There are two possibilities to load/generate molecular graphs. Either, you load in previously generated graphs by using `Trainer.load_graphs_from_pt()` or you generate them from an .sdf file containing molecules and their charges, that are used for the training. See [prep_sdf_input.ipynb](prep_sdf_input.ipynb) for the preparation of said sdf files.

In [6]:
trainer.load_graphs_from_pt(pt_file=pt_file)
trainer.gen_graphs_from_sdf(sdf_file=sdf_file)
trainer.prepare_training_data(train_ratio=0.8)

### Train a new model

To train a model, use the function `train_model()`. Specify epochs and batch size (defaults to 64).

This function saves you the train and eval losses in seperate files as well as the model's state dict after the training.

In [7]:
epochs = 30
train_loss, eval_loss = trainer.train_model(epochs=epochs)

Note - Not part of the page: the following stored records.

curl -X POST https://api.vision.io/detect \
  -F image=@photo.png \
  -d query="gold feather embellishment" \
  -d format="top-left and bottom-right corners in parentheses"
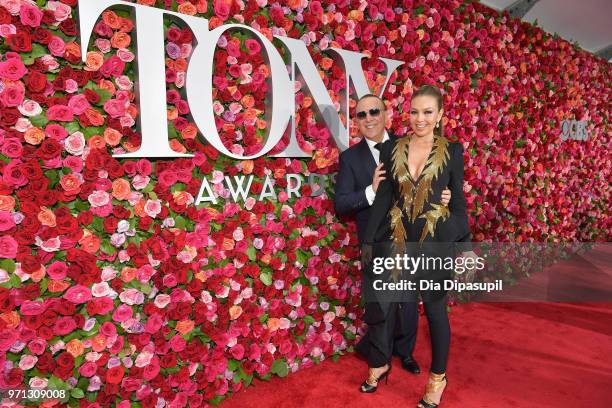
top-left (391, 138), bottom-right (415, 208)
top-left (411, 136), bottom-right (450, 222)
top-left (418, 203), bottom-right (451, 242)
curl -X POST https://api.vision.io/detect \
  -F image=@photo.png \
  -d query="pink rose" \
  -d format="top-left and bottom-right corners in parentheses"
top-left (64, 132), bottom-right (85, 155)
top-left (78, 361), bottom-right (98, 377)
top-left (0, 211), bottom-right (16, 231)
top-left (46, 261), bottom-right (67, 279)
top-left (0, 57), bottom-right (27, 80)
top-left (19, 4), bottom-right (43, 28)
top-left (0, 330), bottom-right (19, 352)
top-left (103, 98), bottom-right (127, 118)
top-left (18, 99), bottom-right (42, 117)
top-left (0, 24), bottom-right (16, 37)
top-left (88, 190), bottom-right (110, 207)
top-left (0, 82), bottom-right (25, 107)
top-left (53, 316), bottom-right (77, 335)
top-left (0, 235), bottom-right (18, 258)
top-left (100, 55), bottom-right (125, 78)
top-left (45, 124), bottom-right (68, 140)
top-left (47, 1), bottom-right (72, 22)
top-left (144, 199), bottom-right (161, 218)
top-left (68, 94), bottom-right (91, 115)
top-left (27, 338), bottom-right (47, 355)
top-left (214, 0), bottom-right (231, 21)
top-left (47, 35), bottom-right (65, 56)
top-left (230, 344), bottom-right (245, 360)
top-left (112, 304), bottom-right (133, 322)
top-left (169, 335), bottom-right (186, 352)
top-left (46, 104), bottom-right (74, 121)
top-left (63, 285), bottom-right (92, 304)
top-left (142, 361), bottom-right (160, 381)
top-left (100, 321), bottom-right (117, 337)
top-left (144, 313), bottom-right (163, 334)
top-left (63, 156), bottom-right (83, 172)
top-left (0, 138), bottom-right (22, 159)
top-left (19, 300), bottom-right (46, 316)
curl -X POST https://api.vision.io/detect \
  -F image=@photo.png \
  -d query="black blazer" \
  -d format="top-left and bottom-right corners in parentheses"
top-left (334, 135), bottom-right (397, 244)
top-left (363, 135), bottom-right (471, 247)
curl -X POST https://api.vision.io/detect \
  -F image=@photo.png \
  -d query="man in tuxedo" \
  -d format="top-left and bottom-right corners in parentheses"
top-left (334, 94), bottom-right (451, 375)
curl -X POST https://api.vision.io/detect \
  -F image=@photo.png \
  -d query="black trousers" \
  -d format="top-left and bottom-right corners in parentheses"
top-left (357, 297), bottom-right (450, 374)
top-left (356, 301), bottom-right (418, 367)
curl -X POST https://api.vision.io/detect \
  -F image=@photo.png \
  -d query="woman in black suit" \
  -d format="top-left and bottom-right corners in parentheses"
top-left (361, 85), bottom-right (474, 407)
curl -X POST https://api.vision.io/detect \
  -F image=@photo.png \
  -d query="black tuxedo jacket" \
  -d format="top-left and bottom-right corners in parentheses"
top-left (334, 135), bottom-right (397, 244)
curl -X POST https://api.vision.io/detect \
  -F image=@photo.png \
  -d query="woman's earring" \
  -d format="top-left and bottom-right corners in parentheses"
top-left (436, 122), bottom-right (440, 128)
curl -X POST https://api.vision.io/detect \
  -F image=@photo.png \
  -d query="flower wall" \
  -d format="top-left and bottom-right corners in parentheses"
top-left (0, 0), bottom-right (609, 406)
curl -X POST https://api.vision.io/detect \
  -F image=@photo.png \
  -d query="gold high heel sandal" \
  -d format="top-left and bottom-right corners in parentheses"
top-left (417, 372), bottom-right (447, 407)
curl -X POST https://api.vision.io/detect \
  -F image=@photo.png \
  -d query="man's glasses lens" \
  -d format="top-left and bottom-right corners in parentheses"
top-left (356, 108), bottom-right (381, 119)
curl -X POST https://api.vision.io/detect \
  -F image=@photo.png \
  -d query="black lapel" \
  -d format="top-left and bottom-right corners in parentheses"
top-left (356, 138), bottom-right (377, 178)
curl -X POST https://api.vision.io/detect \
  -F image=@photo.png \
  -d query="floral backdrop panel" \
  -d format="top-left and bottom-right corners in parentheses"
top-left (0, 0), bottom-right (609, 406)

## Predict charges for test molecule

To predict values for known or unknown molecules, use the `predict()` function. It takes either rdkit molecules or molecular graphs (or Sequences of them) created as shown above as input. 

In [9]:
mol = Chem.MolFromSmiles("c1ccccc1")
mol = Chem.AddHs(mol)
trainer.predict(mol)

[[[-0.0001327507197856903],
  [-0.0001327507197856903],
  [-0.0001327507197856903],
  [-0.0001327507197856903],
  [-0.0001327507197856903],
  [-0.0001327507197856903],
  [0.00013274699449539185],
  [0.00013274699449539185],
  [0.00013274699449539185],
  [0.00013274699449539185],
  [0.00013274699449539185],
  [0.00013274699449539185]]]

Remove all the generated files by this cool example notebook.

In [10]:
rmtree("./training/")